LANDOVER, Md. -- The Washington Redskins are 1-6, headed nowhere fast and are starting a quarterback unsigned beyond this season. Case Keenum isn't the future, but Dwayne Haskins still isn't the present.
After yet another Redskins loss, interim coach Bill Callahan said Keenum will continue to start and that they still have confidence in him. Keenum completed 9 of 12 passes for 77 yards in Sunday's 9-0 loss to the San Francisco 49ers. Haskins, as he has for all but one game this season, remained on the sidelines. That's where he'll stay for at least another week and possibly longer.
"Dwayne's still learning," Callahan said. "He'd be the first to tell you that. We still have faith in Case and his ability to manage this offense and run this offense and execute everything within it."
It makes sense to stick with Keenum this week, with the Redskins playing at Minnesota on Thursday (8:20 p.m. ET, Fox). Keenum has thrown nine touchdown passes and four interceptions in six starts and ranks 21st in Total QBR at 44.7.
But after this week, the clock starts ticking on the true start of Haskins' tenure with the Redskins. He relieved Keenum in a Week 4 loss at the New York Giants, but hasn't played in any other game. If the Redskins continue to lose and they don't put Haskins in, it'll be quite a statement on how far they think he has to go. And every indication has been that they feel a lot of work remains.
They want him to continue developing as a pocket passer, learning how to read defenses at an NFL level, making better decisions and improving his accuracy.
But Callahan has spent the past two weeks since taking over for Jay Gruden trying to build up Haskins. They give him all the first-team reps when Keenum can't practice.
"His growth is starting to show in practice and also in his preparation," Callahan said last week. "He's in earlier, he's out later, so it's all coming to fruition. It's going to take a little time."
The Redskins want him more engaged at a higher level in all facets, whether in meeting rooms or in pregame warm-ups. Their approach since Callahan took over is to continue saying he's not ready but while acknowledging any growth in his game. It's not about how many first-team reps he gets in practice as much as it is about approach and work done away from the field.
On Friday, when asked about Callahan's comments, Haskins said he has to "take it by the horns."
"Just ownership of everything," Haskins said. "You want to be a franchise guy, so I have to act like it, be like it, move like it. So that's it. You can't really wait for your turn anymore, you have to seize it. That's what I'm doing."
In his one game, Haskins completed 9 of 17 passes for 108 yards and three interceptions. The Redskins want him to improve his decision-making, becoming more consistent. They still want him to improve calling plays in the huddle.
More than anything, they want to find a way to coax from him what many see as considerable upside. That's what Haskins wants as well. He's only 22 years old with 14 starts in college on his résumé.

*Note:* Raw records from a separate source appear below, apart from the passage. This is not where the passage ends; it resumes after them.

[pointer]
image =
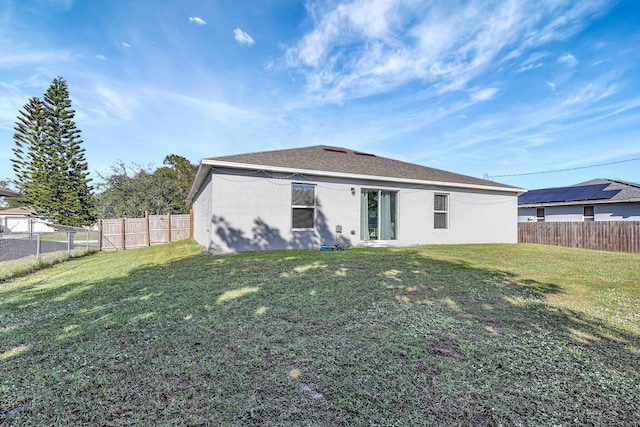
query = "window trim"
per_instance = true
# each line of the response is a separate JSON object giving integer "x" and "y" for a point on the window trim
{"x": 444, "y": 211}
{"x": 294, "y": 207}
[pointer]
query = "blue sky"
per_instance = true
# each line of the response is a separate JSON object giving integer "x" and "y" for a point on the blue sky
{"x": 475, "y": 87}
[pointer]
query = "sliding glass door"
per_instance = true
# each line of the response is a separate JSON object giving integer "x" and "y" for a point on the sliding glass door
{"x": 378, "y": 213}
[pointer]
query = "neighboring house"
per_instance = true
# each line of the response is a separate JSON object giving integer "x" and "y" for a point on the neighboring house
{"x": 305, "y": 197}
{"x": 595, "y": 200}
{"x": 8, "y": 193}
{"x": 22, "y": 220}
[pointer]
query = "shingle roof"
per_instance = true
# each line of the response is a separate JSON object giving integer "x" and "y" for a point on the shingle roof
{"x": 346, "y": 161}
{"x": 593, "y": 191}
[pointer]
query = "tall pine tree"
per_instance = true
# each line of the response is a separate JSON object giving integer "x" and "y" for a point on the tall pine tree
{"x": 49, "y": 160}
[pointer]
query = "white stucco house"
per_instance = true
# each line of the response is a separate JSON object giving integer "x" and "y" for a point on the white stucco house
{"x": 594, "y": 200}
{"x": 304, "y": 197}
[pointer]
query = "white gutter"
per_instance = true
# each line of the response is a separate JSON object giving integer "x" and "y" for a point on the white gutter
{"x": 247, "y": 166}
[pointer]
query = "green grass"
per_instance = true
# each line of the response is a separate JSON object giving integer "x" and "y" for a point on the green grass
{"x": 443, "y": 335}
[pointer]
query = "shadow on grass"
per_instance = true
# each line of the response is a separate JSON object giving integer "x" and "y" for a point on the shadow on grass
{"x": 309, "y": 337}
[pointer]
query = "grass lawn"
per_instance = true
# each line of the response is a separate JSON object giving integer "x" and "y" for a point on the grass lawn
{"x": 476, "y": 335}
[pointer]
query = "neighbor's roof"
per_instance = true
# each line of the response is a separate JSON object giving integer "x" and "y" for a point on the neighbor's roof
{"x": 593, "y": 191}
{"x": 343, "y": 162}
{"x": 8, "y": 193}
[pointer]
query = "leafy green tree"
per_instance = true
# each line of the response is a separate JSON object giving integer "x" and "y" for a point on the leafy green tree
{"x": 49, "y": 162}
{"x": 130, "y": 191}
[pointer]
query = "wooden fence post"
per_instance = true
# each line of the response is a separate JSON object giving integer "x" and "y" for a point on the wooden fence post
{"x": 99, "y": 235}
{"x": 191, "y": 223}
{"x": 147, "y": 234}
{"x": 122, "y": 242}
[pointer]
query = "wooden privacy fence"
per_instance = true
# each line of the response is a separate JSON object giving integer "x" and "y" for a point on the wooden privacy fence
{"x": 129, "y": 233}
{"x": 615, "y": 236}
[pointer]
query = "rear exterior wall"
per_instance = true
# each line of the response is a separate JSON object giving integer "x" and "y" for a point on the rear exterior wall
{"x": 234, "y": 213}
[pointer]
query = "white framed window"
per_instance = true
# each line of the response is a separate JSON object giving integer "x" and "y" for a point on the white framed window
{"x": 588, "y": 214}
{"x": 440, "y": 211}
{"x": 303, "y": 205}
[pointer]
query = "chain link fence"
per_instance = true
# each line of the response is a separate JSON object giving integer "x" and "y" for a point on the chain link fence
{"x": 20, "y": 249}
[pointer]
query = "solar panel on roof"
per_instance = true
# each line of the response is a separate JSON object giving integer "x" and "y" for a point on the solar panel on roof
{"x": 568, "y": 194}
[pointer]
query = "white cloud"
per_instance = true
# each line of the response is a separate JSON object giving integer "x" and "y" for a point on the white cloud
{"x": 484, "y": 94}
{"x": 359, "y": 48}
{"x": 197, "y": 20}
{"x": 242, "y": 37}
{"x": 116, "y": 103}
{"x": 568, "y": 59}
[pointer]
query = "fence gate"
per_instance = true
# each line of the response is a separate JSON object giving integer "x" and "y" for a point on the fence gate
{"x": 129, "y": 233}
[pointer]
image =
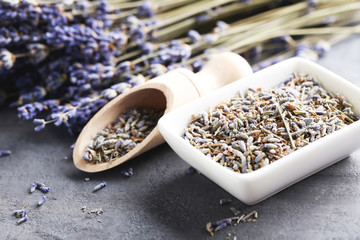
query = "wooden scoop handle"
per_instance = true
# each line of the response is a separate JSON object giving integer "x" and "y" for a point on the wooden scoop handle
{"x": 222, "y": 69}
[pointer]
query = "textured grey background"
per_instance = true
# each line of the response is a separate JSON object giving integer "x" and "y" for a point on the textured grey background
{"x": 161, "y": 201}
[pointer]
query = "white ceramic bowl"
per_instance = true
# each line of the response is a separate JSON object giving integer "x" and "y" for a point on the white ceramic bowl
{"x": 255, "y": 186}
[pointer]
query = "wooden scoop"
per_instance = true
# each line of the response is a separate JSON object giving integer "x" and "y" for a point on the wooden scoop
{"x": 165, "y": 92}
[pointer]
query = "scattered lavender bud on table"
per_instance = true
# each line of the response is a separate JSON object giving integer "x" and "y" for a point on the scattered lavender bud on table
{"x": 20, "y": 213}
{"x": 225, "y": 201}
{"x": 235, "y": 211}
{"x": 191, "y": 170}
{"x": 99, "y": 186}
{"x": 44, "y": 189}
{"x": 98, "y": 211}
{"x": 4, "y": 153}
{"x": 33, "y": 187}
{"x": 23, "y": 219}
{"x": 127, "y": 173}
{"x": 42, "y": 200}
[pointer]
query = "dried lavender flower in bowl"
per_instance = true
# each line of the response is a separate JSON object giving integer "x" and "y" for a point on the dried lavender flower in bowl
{"x": 253, "y": 160}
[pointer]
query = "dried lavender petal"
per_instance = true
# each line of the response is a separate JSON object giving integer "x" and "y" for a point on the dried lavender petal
{"x": 4, "y": 153}
{"x": 44, "y": 189}
{"x": 248, "y": 132}
{"x": 42, "y": 200}
{"x": 33, "y": 187}
{"x": 225, "y": 201}
{"x": 100, "y": 186}
{"x": 23, "y": 219}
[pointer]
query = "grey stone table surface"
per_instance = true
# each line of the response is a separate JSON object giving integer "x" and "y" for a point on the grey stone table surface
{"x": 160, "y": 201}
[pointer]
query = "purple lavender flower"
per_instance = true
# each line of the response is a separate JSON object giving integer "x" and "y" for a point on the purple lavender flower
{"x": 7, "y": 59}
{"x": 37, "y": 52}
{"x": 194, "y": 36}
{"x": 147, "y": 9}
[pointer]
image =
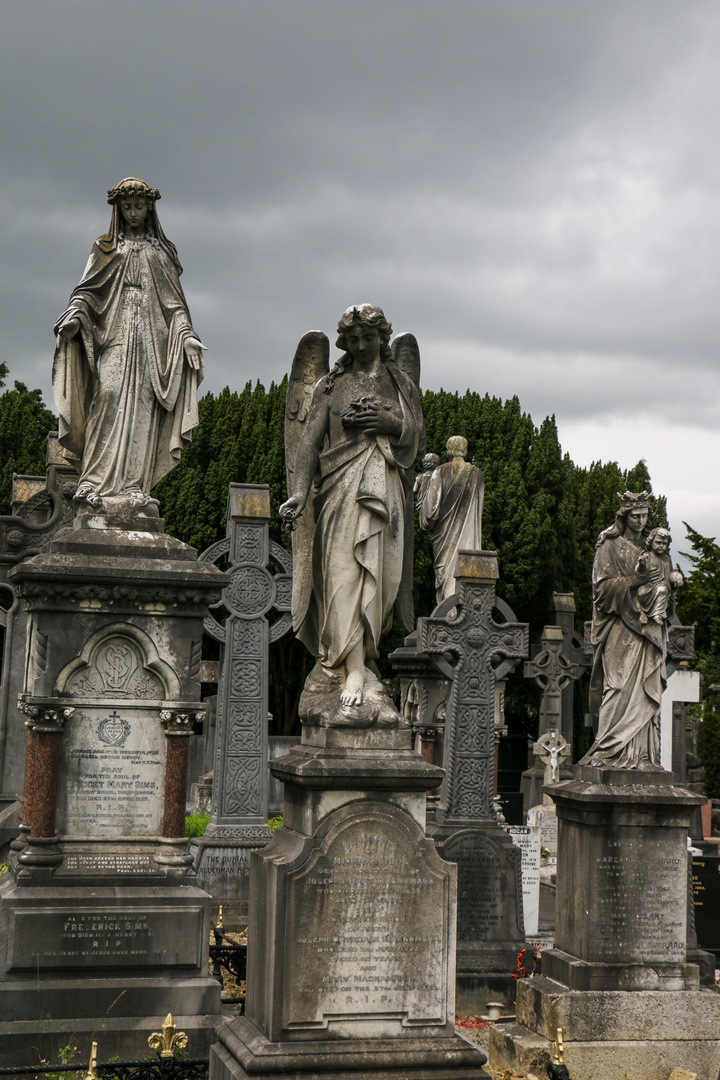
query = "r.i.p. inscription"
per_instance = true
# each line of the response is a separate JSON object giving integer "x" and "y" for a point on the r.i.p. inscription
{"x": 370, "y": 926}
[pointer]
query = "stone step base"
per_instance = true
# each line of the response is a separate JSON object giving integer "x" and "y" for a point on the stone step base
{"x": 516, "y": 1048}
{"x": 243, "y": 1052}
{"x": 26, "y": 1042}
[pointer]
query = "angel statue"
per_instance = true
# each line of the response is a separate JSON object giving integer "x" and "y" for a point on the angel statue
{"x": 127, "y": 362}
{"x": 352, "y": 437}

Haskins also knows what he must do in practice.
"Just going out there being me and stop worrying about everything else," he said.
Sometimes that "everything else" means others questioning his ability to read an NFL defense or his readiness.
"That's really a joke," he said Friday, "because I pride myself on reading defenses and knowing protections. I can't pay any mind to that."
But for the Redskins to see the growth that makes them comfortable enough to put him in the game, they want him to maintain the right approach.
"I've got to do what I've got to do," Haskins said. "This is like the first week I've just taken it."